ISO is the world's largest developer of standards. Standards play a crucial role in ensuring quality, safety, reliability, efficiency and interchangeability. What is more, standards result in higher return on investment and bottom line impact. The ISO standards contribute to making the development, manufacturing, and supply of products and services more cost effective, safe, and clean. They also often provide governments with a technical basis for their health, safety and environmental legislation.

All ISO standards are voluntary, but the fact that they are developed in response to market demands ensures widespread applicability of these standards. The ISO organization takes into account the evolving technology and legislation by requiring a review of its own standards at least every five years to decide whether they should be maintained, updated or withdrawn. Developing any technical consensus on this international scale is a major undertaking. There are more than 2850 ISO technical groups (technical committees, subcommittees, working groups etc.) in which some 30,000 experts participate annually to develop ISO standards.
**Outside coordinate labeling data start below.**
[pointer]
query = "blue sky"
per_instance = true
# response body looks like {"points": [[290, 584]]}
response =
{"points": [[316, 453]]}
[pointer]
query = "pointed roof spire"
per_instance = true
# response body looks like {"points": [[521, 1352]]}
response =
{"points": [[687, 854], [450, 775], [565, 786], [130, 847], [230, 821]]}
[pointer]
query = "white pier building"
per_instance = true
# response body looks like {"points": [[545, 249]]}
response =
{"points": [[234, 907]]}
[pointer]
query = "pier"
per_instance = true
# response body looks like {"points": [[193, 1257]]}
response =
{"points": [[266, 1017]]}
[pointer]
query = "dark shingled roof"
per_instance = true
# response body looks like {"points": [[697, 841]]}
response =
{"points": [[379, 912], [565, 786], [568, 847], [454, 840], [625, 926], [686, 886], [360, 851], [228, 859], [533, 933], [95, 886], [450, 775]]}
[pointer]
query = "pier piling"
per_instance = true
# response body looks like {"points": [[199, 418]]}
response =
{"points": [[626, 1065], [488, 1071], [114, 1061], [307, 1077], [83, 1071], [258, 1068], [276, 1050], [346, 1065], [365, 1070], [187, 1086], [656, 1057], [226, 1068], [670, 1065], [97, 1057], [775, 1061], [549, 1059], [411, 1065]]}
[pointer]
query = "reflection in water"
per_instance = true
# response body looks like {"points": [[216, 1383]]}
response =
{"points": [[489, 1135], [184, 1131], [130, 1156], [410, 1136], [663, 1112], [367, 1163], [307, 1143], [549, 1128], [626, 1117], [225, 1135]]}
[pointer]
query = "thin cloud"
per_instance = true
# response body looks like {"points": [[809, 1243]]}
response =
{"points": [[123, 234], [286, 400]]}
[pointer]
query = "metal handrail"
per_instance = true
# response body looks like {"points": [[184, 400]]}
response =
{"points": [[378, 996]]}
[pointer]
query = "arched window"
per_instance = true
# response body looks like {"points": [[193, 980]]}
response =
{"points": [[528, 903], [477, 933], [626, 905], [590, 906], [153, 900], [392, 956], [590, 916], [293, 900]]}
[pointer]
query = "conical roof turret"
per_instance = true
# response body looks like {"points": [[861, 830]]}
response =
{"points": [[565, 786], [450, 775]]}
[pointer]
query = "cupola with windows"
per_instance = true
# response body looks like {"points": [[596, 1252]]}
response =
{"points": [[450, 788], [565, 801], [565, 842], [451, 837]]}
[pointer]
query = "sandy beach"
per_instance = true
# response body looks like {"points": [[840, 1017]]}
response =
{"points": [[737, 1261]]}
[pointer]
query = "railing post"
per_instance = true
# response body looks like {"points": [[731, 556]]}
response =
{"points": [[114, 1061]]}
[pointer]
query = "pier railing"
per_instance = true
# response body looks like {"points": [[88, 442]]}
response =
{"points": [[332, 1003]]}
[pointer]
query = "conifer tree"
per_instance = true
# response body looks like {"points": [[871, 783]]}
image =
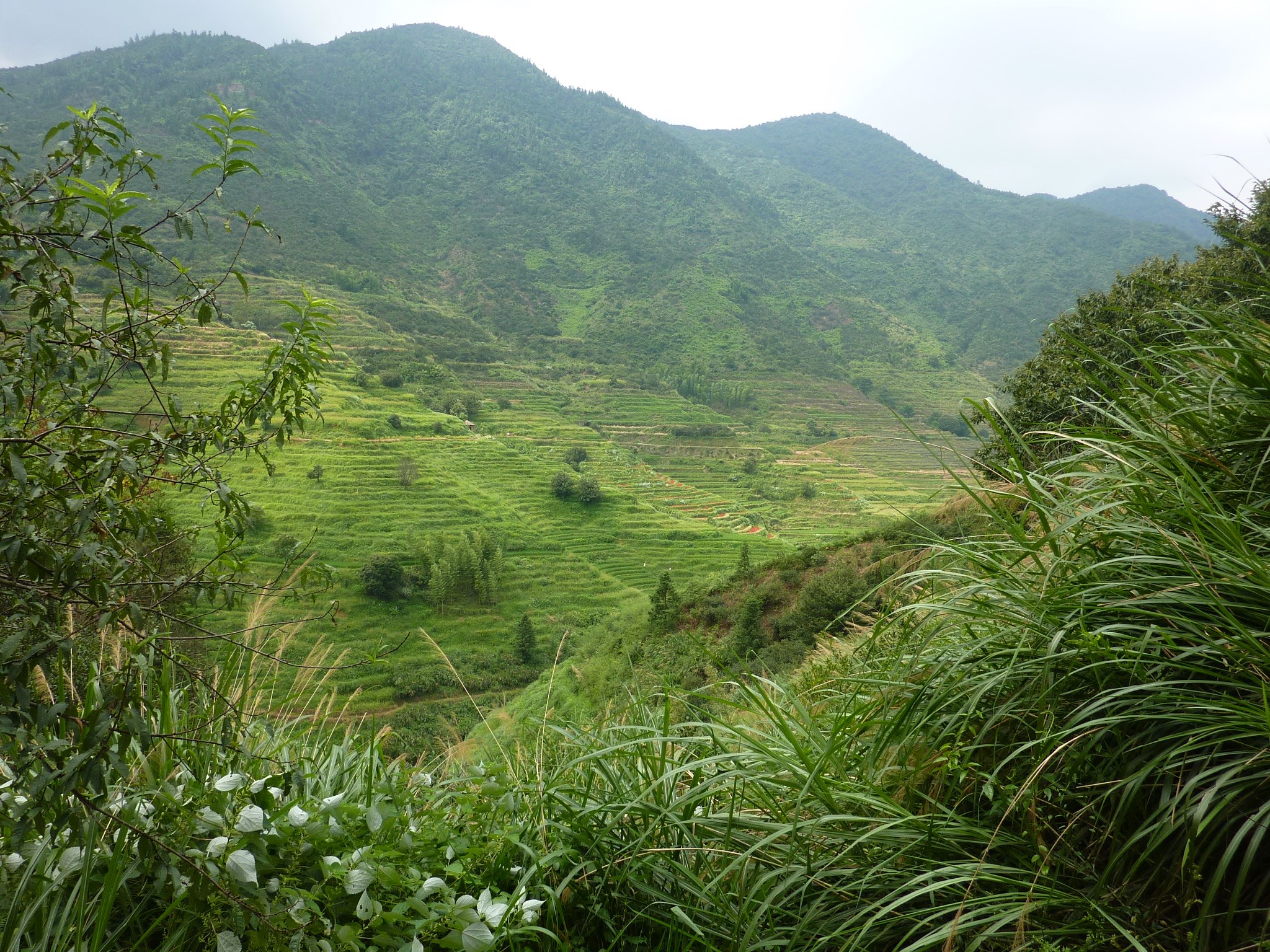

What makes ISO 9000 and ISO 14000 so special?

The ISO 9000 and ISO 14000 families are among ISO's most widely recognized and successful standards. While ISO 9000 has become an international reference for quality requirements in product development and operations, ISO 14000 is achieving as much in helping organizations meet their environmental challenges.

The ISO 9000 and ISO 14000 family of standards are considered worldwide as "generic quality management system standards." "Generic" signifies that the same standard can be applied to any organization, large or small, whether it's a business enterprise, a public administration, or a government department The term "generic" also signifies that ISO 9000/ISO 14000, Quality and Environmental Management Systems feature a number of essential requirements which an organization of any size would need to implement. The "Management system" refers to how the organization manages its processes, or activities. "Quality management" refers to the organizational activity that enhances customer satisfaction by meeting customer and applicable regulatory requirements.

ISO 9000 currently includes three quality standards: ISO 9000:2000, ISO 9001:2008, and ISO 9004:2000. ISO 9001:2008 presents requirements, while ISO 9000:2000 and ISO 9004:2000 present quality guidelines. All of these are process standards (not product standards). The ISO 14000 series of international standards have been developed for incorporating environmental aspects in operations and product standards. ISO14001 specifies all requirements for establishing environmental policies, determining the environmental impact of products/activities/services, planning environmental objectives and measurable targets, implementation and operation of programs to meet objectives, checking and corrective action, and management review.

Why is conformity assessment so crucial?

Over the years, ISO has developed the standards against which processes are assessed for conformity, as well as the standardized test methods that allow for meaningful comparison of test results as necessary for international trade. However, ISO itself does not perform the conformity assessment.

ISO Registration

The most common way to show compliance to the ISO 9001:2008 standard is through registration by an accredited third-party registrar. These are organizations that have proven to national accrediting bodies that they have sufficient knowledge and resources to offer registration. This approval, known as accreditation or registration, is noted on the accredited certificates issued by these registrars. In simpler terms, the registration process consists of a review of the company's documentation supporting its quality system. During the physical audit of the site or sites, the auditor interviews a section of company employees, and checks the records of the system's operation. If any major non-conformances or discrepancies are found, the certificate issuance is postponed until they are resolved; or else, the certificate of conformance is issued.